Georgia’s reply is to type something else on her computer.
“Well, of course it was a joke,” the Kid says, sounding offended. “But it’s not funny when you explain it’s a joke. Thanks, Captain Ruins All My Fun of the Suck The Fun Out Of The Room Patrol.” (This causes me to laugh quite loudly, only because it sounds exactly like something I would say. It’s these little moments when I’m reminded he belongs to me that make everything we’ve been through worth it. Even if I’m thinking of putting him in the bad closet, wherever that is.)
“How do you know Dominic?” I ask Anna and Mrs. Paquinn, once I’ve stopped yipping like a hyena.

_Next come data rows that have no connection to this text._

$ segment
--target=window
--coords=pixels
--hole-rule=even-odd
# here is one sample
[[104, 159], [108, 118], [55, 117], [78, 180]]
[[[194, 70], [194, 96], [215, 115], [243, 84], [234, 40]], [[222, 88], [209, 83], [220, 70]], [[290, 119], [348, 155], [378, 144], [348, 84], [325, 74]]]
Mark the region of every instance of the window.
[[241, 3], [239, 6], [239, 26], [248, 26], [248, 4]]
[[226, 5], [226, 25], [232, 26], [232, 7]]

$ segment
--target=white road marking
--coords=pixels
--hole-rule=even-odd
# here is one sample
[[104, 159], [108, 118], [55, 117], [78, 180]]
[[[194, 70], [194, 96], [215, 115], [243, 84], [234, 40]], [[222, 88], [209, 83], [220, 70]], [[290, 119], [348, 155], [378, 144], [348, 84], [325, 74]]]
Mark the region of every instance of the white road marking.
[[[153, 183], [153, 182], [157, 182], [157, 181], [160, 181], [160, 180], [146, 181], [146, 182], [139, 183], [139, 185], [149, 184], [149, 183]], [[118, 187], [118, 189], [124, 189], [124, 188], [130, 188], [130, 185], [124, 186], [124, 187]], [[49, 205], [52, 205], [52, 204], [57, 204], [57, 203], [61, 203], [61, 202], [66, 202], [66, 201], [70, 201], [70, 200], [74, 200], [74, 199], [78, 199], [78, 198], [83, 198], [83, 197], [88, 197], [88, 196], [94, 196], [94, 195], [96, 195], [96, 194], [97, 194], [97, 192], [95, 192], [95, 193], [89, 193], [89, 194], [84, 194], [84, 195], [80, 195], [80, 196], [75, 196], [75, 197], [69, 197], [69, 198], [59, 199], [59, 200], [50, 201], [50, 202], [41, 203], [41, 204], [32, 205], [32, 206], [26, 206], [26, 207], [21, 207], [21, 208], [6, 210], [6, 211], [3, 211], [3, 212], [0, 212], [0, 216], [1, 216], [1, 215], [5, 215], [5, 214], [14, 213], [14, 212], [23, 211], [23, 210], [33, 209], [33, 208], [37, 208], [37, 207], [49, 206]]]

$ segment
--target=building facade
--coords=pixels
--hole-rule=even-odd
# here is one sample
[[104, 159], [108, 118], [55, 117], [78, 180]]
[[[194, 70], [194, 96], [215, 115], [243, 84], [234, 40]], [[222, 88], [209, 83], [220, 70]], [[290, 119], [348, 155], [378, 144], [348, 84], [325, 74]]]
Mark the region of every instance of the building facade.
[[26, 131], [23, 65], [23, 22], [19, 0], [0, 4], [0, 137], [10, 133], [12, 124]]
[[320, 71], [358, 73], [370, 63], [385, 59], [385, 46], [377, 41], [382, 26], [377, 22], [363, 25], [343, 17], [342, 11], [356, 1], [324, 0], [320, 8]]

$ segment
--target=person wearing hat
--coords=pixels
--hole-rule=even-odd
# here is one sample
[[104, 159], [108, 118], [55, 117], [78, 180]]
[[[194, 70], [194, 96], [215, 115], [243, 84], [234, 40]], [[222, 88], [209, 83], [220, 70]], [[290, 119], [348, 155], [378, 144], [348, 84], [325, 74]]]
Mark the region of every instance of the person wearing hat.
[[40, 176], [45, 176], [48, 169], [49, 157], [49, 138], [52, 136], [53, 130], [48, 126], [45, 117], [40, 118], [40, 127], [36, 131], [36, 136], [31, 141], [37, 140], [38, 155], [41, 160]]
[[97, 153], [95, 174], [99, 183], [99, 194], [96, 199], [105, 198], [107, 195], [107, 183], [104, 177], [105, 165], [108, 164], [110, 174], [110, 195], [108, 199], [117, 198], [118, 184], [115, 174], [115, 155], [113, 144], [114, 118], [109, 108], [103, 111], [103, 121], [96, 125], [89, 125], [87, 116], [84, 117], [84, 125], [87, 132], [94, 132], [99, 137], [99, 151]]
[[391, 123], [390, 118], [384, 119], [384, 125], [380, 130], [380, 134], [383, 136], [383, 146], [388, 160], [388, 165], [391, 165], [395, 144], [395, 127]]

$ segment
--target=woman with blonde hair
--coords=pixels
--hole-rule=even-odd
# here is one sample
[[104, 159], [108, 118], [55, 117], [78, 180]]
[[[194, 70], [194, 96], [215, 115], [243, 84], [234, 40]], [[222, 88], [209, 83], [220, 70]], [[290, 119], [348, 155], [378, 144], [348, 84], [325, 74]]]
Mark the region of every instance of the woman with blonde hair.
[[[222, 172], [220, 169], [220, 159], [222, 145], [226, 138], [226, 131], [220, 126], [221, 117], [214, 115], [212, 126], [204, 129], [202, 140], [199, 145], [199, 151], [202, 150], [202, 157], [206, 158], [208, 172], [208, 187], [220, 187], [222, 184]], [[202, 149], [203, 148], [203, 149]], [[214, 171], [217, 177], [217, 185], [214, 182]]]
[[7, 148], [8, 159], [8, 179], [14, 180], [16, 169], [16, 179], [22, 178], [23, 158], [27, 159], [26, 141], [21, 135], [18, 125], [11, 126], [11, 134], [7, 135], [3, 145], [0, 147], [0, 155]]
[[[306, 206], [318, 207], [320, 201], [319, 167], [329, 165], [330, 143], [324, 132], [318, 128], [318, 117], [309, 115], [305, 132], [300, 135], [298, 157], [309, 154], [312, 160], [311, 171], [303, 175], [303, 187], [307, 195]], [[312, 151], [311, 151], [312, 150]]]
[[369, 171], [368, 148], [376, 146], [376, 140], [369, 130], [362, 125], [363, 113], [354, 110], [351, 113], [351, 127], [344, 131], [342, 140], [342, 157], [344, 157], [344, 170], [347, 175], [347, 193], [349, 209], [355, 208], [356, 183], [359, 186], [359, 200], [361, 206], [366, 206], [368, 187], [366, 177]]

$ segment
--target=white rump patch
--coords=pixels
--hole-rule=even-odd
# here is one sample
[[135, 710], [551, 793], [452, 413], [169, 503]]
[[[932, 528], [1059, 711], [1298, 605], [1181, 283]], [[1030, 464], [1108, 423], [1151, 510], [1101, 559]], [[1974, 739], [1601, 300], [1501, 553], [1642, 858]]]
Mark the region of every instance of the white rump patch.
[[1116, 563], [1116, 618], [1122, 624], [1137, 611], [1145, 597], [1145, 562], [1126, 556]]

“We just met!” Mrs. Paquinn says, looking fondly down at Dominic.
“He was walking up to the door when we arrived. I was so happy to see he wasn’t a figment of Ty’s imagination! I was worried because I had an imaginary friend once too. My parents eventually had to have an exorcism performed on me.” She shakes her head sadly. “Happy Clown Charlie never came back after that, but at least my bed stopped shaking and no one else died.”
No one else?
Dominic snorts before looking back at me. “Ty texted me too,” he says in that quiet, gruff way of his. “I know a thing or two about—”
“Dominic?” Georgia says from behind me. “I thought that was you. I was going to stop by after I finished up here, since I was in the neighborhood.”
“Hey, Georgia,” Dominic mutters, looking down at his feet.
Uh, what? “You’ve got a social worker too?” I blurt out.